Security Roles For Files On Azure Data Lake Store - Part One

In this article, you will learn about security roles for files on Azure Data Lake Store.

Introduction

This article will help you in working with security roles for files on Azure Data Lake Store. Here, in this article, we will be working with adding access permissions for Users in the Azure Data Lake Store account, for different options such as Read, Write, and Execute, followed by setting user roles for different folders, files, and child files.

Note - Please go through my previous articles to know about Azure Data Lake Store, in detail.

  1. Click here for "Creating an Azure Data Lake Store account from Azure portal and adding files to it".

Security in Azure Data Lake Store can be done in multiple ways, as follows.

  • We can start by creating Security Groups in Azure Active Directory; in other words, we can also call it Role-based Access Control in Microsoft Azure.
  • Set Control Access for the Data Lake Store account from the Azure Management Portal.
  • Set Azure Access Directory (AAD) security groups as access control list on the Data Lake Store File System.
  • Set an IP address range for the data to be accessed in the Azure Data Lake Store.

Let's start working on creating Security Groups in Azure Active Directory.

Requirements to work on this demo

  1. An Azure account – Click here to get an Azure account on temporary basis at free of cost.
  2. An Azure Data Lake Store account created on your Azure portal - Click here for creating an Azure Data Lake Store account on Azure portal, and adding files to it.

Follow the below steps now.

Step 1

Go to Azure Portal.

Move for Azure Data Lake Store and select the account that you have created, with a click on Data Explorer.



Click on Access at the Data Explorer.



And here goes your Access Control for the Data Lake Store account of yours.



You can find the permissions assigned here with Owners - read, write, and execute operations. You can also add users and work roles by two ways over here, as follows.

  • Add a user or a group to the account and then assign a role, or
  • Add a role and then assign users/groups to role.

Step 2

Adding a user or a group to the account and then assign a role.

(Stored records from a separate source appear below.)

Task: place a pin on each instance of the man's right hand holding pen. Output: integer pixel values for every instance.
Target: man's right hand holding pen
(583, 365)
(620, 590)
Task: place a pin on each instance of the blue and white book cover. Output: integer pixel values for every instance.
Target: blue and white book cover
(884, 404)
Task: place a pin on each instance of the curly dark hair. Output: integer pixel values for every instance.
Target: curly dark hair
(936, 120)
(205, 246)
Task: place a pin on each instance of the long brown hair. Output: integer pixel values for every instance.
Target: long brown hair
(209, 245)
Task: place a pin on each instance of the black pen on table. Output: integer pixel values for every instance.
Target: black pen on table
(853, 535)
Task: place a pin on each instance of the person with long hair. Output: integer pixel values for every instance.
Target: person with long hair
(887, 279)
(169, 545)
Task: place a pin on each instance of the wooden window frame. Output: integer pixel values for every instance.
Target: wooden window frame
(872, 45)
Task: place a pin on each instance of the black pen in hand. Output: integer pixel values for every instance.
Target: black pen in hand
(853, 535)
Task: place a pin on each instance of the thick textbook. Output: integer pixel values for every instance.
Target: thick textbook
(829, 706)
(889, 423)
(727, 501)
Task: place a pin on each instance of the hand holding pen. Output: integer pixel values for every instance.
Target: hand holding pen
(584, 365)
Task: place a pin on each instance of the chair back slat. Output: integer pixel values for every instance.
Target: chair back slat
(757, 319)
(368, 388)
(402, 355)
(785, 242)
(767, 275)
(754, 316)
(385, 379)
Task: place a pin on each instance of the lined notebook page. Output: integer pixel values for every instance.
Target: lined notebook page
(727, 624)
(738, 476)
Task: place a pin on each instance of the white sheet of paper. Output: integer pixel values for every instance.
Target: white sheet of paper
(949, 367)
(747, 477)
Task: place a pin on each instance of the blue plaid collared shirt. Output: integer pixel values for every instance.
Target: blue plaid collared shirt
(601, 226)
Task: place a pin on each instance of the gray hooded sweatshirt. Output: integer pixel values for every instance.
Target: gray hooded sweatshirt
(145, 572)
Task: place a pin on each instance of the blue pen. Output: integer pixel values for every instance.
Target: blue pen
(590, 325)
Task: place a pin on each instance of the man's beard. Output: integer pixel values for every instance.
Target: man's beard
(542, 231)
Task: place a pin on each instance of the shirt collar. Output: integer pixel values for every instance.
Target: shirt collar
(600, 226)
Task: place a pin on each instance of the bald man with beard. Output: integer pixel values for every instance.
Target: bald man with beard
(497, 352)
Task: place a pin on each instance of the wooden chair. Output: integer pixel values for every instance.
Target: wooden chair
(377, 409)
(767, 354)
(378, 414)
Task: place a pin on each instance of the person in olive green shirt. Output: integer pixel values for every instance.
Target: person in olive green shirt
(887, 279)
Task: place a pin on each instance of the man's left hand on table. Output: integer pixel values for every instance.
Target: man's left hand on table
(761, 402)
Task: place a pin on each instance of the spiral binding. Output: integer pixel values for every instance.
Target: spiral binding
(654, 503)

In Access blade, click on Add.



Here, you have two options.

  • Select users or group
  • Select Permissions

Step 3

Click on "Select User or Groups" over here.



We can select the User or Group that we need by entering the email id or by just using the name followed by clicking on Select.

Step 4

You can click on “Select Permissions” and set permissions using different options.

  1. Read.
  2. Write.
  3. Execute.

You can also add permissions using two options.

  1. This Folder.
  2. This Folder and all children.

You can add permission using the following options.

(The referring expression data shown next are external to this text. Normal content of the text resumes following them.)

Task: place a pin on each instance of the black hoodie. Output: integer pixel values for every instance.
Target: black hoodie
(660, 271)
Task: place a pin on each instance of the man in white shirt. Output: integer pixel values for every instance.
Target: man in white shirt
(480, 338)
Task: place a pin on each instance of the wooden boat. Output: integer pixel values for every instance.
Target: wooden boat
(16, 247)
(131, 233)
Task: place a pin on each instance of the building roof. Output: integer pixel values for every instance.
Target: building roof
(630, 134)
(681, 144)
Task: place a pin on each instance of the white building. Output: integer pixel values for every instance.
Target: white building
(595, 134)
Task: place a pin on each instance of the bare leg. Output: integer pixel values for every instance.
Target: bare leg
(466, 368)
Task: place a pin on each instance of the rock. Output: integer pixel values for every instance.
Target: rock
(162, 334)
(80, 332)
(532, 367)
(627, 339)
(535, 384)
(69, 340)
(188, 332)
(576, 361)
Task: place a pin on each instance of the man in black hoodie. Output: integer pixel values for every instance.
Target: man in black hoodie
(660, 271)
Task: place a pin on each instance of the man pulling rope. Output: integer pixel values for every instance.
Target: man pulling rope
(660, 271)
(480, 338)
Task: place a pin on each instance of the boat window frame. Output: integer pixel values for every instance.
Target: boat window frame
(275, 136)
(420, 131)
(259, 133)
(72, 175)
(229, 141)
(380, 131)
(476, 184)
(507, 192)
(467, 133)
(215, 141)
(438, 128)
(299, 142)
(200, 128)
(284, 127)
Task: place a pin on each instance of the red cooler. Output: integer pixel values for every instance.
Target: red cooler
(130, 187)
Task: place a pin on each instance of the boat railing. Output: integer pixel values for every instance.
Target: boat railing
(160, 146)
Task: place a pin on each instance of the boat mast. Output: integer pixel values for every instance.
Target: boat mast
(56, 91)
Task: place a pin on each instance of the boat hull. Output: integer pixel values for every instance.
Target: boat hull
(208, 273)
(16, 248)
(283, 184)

  1. An access permission entry.
  2. A default permission entry.
  3. An access permission entry and a default permission entry.

Let's select the permissions as follows.

Set check in for the following options.

Permissions

  • Read
  • Write
  • Execute

Add to

  • This folder

Add as

  • An access permission entry

After filling all the above check-ins, click on OK.



Now, the access permission for the User “Abdul Rasheed Feroz Khan” has been successfully assigned for the Data Lake Store files on the respective Data Lake Store account. You can also remove the user on this access panel by removing the permissions for the Azure Data Lake Store account.